We believe that this expenditure will result in increase orders for our
products.

                                      -4-



Officer's compensation and director's fees for the three month period ended
March 31, 2008 decreased by $686,645 or 82 percent, to $150,590 from $837,235
for the three month period ended March 31, 2007. The main reason for decrease in
Officers' compensation and directors' fees was the Black Sholes compensation
expense of $710,330 recognised in the previous period for options issuance
compared to $9,773 recognised in the current period. This decrease was offset by
a small increase in Officers Salaries and directors fees as we added two new
officers in February 2008.

Consulting and professional fees for the three month period ended March 31, 2008
increased by $29,949 or 134.7 percent, to $52,186 from $22,237 for the three
month period ended March 31, 2007. The increase is mainly attributed to audit
fees, tax consulting fees and fees related to compliance activities for
requirements of Section 404 of the Sarbanes-Oxley Act of 2002.

Foreign exchange gain for the three month period ended March 31, 2008 increased
by $33,641 to $35,851 from $2,210 for the three month period ended March 31,
2007 as a result of the weakening of the Canadian Dollar to the United States
Dollar.

Depreciation and amortization expense for the three month period ended March 31,
2008 increased by $17,232, or 6.6 percent to $279,972 from $262,740 for the
three month period ended March 31, 2007

Interest expense on the two consolidated notes payable was $74,288 for the three
month period ended March 31, 2008 as compared to $59,787 for the three month
period ended March 31, 2007. The Company may prepay the Consolidated Note
without penalty at any time.



LIQUIDITY AND CAPITAL RESOURCES

Prior to 2007, our principal sources of operating capital have been the proceeds
from our various financing transactions. In 2007 we generated cash from
operations. In the first quarter of 2008 we used a substantial amount of cash as
our sales were unusually low. As of March 31, 2008, the Company had cash and
cash equivalents of $ 1,256,062.

Net Cash used in operating activities for the three month period ended March 31,
2008 amounted to $1,270,633. This amount was attributable to the loss of
1,955,933, plus non cash expenses such as depreciation, amortization, and others
of $428,596, and a increase in net operating assets and liabilities of $256,704.
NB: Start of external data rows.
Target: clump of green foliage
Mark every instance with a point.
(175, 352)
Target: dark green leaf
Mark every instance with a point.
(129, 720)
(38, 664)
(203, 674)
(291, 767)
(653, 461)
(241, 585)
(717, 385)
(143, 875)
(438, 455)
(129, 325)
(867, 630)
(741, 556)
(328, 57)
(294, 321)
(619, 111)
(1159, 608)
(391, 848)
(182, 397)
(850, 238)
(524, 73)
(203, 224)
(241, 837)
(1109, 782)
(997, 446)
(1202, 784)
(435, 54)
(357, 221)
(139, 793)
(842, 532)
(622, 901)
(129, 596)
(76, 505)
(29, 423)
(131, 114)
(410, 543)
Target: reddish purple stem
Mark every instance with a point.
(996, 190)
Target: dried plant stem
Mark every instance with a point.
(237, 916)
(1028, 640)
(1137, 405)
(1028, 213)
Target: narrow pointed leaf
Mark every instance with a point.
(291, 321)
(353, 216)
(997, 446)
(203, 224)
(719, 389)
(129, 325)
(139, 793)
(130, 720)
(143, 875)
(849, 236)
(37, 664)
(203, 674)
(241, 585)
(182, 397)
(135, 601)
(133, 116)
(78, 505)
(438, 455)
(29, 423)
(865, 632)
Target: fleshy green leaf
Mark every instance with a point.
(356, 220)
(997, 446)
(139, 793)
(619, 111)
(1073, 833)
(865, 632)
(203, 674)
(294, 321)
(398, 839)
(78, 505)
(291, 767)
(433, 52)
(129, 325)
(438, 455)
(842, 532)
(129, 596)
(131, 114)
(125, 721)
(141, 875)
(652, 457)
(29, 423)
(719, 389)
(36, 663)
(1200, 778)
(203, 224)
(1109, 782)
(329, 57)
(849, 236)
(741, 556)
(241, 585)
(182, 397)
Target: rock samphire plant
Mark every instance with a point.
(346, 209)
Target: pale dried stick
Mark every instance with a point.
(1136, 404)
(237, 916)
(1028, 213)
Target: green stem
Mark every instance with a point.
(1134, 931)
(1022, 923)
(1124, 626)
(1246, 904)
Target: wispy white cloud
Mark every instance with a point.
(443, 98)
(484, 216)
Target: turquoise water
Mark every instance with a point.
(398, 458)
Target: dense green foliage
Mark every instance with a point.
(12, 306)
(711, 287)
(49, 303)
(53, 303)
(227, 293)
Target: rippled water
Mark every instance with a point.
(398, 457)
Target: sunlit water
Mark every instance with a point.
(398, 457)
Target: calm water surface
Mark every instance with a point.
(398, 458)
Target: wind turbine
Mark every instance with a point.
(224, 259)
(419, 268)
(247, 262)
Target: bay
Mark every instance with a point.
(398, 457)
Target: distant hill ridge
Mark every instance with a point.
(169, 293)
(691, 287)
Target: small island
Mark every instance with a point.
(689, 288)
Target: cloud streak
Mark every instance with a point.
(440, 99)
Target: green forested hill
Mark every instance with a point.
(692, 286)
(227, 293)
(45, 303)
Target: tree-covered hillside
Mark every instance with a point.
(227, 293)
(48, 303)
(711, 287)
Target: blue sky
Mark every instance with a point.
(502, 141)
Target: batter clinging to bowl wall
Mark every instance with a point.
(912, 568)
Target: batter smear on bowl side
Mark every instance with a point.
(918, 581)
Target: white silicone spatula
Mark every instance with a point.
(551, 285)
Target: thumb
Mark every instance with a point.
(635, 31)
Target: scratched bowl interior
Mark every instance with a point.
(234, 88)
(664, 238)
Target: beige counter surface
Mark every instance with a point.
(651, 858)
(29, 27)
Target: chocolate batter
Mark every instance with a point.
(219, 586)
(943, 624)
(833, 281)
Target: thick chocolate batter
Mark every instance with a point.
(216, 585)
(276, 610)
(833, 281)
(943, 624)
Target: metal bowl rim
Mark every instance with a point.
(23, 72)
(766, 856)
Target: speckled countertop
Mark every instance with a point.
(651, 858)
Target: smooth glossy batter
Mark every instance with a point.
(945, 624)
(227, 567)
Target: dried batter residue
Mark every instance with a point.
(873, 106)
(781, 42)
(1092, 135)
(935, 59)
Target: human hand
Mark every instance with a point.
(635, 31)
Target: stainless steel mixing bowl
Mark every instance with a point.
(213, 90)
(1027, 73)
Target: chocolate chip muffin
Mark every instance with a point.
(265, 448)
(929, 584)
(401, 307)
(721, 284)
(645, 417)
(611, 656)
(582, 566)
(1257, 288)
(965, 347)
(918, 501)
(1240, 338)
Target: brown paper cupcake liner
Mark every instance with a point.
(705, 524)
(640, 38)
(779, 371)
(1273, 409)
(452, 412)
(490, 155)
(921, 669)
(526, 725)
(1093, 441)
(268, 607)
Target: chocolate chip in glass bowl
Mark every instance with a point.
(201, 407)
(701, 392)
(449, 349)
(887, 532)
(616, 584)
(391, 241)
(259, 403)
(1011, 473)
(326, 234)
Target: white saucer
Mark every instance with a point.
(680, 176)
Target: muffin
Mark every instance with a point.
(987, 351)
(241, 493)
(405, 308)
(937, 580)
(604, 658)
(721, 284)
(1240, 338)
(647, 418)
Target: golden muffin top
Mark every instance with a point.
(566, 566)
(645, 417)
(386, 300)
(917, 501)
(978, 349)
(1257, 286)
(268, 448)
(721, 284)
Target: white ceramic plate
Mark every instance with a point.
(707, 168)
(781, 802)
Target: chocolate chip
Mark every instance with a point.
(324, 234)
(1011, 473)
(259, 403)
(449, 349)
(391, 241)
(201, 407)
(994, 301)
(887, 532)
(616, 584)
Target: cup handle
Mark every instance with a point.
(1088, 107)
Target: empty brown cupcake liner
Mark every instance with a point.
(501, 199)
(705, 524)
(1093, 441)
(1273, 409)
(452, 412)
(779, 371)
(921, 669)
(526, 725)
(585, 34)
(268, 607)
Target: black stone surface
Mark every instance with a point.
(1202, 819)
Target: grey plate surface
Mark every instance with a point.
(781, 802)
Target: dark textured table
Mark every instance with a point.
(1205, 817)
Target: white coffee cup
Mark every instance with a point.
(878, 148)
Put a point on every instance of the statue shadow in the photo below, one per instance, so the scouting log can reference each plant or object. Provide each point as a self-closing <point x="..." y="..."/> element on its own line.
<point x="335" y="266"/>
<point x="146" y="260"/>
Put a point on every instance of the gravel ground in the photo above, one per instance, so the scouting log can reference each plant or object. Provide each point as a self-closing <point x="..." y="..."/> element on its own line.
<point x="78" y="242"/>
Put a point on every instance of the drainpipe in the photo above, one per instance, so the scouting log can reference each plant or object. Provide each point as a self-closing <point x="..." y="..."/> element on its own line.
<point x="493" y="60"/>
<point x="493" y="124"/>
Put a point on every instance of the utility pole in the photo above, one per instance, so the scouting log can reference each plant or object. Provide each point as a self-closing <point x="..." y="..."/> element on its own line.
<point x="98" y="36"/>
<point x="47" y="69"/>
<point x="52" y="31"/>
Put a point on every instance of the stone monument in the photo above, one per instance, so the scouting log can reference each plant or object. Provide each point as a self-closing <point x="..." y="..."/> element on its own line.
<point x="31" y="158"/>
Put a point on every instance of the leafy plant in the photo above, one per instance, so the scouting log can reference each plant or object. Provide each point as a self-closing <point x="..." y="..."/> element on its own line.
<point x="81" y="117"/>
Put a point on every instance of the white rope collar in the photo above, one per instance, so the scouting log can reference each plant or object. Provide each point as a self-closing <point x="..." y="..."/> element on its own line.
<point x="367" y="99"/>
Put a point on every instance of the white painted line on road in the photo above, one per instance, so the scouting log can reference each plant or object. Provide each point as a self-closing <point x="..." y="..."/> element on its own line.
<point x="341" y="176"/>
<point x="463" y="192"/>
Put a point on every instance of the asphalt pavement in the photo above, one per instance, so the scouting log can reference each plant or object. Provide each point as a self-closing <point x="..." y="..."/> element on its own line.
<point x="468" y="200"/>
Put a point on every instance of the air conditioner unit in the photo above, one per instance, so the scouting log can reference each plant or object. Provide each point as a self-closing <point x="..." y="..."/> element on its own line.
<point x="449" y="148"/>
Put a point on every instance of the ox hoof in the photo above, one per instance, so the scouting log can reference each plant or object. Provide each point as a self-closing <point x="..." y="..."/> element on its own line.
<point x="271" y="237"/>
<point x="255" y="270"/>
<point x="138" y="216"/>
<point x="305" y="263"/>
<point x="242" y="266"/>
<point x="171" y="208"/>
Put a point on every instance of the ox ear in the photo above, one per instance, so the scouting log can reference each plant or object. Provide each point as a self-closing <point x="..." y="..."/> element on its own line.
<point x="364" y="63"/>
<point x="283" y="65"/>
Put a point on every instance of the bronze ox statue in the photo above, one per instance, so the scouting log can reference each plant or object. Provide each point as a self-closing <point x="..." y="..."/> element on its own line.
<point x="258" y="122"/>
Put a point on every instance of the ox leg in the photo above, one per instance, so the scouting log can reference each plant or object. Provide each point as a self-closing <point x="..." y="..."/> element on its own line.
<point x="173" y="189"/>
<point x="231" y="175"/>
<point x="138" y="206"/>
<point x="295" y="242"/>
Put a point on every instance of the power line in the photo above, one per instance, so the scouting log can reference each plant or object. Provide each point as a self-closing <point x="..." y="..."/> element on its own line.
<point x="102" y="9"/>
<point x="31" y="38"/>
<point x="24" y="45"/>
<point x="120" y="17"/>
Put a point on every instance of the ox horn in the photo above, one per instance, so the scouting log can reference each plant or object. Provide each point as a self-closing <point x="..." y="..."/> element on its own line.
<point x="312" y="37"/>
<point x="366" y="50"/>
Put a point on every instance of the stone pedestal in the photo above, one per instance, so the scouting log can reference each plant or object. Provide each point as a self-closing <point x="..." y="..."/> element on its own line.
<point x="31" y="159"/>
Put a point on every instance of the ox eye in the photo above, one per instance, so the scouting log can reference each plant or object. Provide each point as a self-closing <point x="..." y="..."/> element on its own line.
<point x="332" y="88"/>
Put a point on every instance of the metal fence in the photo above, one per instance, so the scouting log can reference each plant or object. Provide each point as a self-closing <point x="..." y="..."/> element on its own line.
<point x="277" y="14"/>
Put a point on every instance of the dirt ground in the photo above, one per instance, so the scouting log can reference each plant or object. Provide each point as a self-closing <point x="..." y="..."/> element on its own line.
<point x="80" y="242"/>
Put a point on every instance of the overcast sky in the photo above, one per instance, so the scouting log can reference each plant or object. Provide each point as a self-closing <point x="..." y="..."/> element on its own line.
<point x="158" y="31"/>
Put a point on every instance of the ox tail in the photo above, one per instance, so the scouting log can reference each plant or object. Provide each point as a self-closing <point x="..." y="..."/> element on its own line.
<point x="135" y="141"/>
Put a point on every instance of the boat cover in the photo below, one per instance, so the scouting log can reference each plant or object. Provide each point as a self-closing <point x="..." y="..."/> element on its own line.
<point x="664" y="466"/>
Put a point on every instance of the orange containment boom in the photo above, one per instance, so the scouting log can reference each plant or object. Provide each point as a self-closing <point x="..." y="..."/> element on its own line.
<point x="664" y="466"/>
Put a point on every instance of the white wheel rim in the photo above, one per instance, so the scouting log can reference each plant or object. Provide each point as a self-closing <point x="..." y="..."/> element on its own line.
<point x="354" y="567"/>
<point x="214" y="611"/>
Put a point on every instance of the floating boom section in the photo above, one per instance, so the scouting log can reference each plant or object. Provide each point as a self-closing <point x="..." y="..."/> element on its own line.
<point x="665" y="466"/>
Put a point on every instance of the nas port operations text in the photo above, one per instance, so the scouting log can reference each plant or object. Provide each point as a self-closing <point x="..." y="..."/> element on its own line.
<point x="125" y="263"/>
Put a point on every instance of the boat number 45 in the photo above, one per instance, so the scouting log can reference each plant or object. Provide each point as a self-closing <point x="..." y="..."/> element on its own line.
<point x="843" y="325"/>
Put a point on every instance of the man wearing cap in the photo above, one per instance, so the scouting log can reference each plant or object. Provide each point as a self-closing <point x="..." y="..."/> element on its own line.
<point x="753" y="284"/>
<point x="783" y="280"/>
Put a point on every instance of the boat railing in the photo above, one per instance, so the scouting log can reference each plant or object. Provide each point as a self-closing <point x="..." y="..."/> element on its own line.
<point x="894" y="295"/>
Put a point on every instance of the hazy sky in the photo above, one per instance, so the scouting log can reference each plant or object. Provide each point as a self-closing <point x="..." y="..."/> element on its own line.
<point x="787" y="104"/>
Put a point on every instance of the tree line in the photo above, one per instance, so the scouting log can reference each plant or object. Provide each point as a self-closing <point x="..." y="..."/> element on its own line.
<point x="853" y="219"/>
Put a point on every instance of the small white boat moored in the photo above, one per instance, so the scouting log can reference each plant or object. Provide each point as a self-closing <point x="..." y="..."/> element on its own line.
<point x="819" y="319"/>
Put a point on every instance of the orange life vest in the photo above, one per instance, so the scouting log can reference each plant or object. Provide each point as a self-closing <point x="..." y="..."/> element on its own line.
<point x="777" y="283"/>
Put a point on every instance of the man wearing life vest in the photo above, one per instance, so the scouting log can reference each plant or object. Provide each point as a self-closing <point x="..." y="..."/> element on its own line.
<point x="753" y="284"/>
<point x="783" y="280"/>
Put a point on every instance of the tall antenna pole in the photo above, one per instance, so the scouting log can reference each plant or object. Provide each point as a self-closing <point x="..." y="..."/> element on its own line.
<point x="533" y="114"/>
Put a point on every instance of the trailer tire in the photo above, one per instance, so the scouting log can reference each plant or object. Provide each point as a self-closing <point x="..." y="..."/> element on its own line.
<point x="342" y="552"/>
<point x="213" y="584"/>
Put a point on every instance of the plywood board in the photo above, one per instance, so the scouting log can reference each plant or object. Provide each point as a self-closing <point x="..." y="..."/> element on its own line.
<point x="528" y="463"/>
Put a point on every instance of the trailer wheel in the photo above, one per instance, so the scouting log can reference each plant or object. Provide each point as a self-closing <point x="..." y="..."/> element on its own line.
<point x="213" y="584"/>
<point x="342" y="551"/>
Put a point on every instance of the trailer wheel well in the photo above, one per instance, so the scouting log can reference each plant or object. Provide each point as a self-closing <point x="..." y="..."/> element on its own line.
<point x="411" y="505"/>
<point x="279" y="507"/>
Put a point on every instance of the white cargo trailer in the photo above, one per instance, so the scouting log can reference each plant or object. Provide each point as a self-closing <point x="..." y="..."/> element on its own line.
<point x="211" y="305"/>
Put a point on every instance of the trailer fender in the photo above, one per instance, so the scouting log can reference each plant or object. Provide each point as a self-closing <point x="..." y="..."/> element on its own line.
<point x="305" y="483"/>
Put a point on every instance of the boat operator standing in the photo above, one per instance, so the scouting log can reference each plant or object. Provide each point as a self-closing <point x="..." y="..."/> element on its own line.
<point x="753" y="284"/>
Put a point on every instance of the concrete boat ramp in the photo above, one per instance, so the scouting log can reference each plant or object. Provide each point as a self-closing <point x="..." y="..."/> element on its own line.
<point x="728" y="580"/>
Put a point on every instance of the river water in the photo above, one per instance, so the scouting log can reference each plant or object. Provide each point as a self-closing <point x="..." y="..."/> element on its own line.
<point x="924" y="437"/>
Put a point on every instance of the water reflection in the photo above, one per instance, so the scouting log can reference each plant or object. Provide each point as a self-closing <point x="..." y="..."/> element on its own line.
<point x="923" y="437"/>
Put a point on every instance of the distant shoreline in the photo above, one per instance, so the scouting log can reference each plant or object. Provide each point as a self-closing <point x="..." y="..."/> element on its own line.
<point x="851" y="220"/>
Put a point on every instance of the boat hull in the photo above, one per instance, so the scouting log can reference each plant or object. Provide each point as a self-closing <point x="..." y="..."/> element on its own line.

Net Cash used in investing activities was $299,124 for the three month period
ended March 31, 2008 as compared to $179,412 for the three month period ended
March 31, 2007. The capital expenditures this year were primarily dedicated to
enhancement of our production capabilities to meet requirements of our new
products currently being developed.

                                      -5-



Net cash used by financing activities totaled $2,895 for the three month period
ended March 31, 2008 as compared to $1,317,989 provided by financing activities
for the three month period ended March 31, 2007. In the current period no new
debt or share issuances from the exercise of option or warrants took place and
$2,895 was repaid under our capital lease obligation.

In 2007, our subsidiary, ESW Canada entered into a $2.5 Million revolving credit
facility with Royal Bank of Canada, to finance orders on hand. This credit line
will provide us with the working capital to complete larger contracts. On
November 2, 2007 the credit facility which originally had an expiry date of
November 30, 2007 has been extended to June 30, 2008.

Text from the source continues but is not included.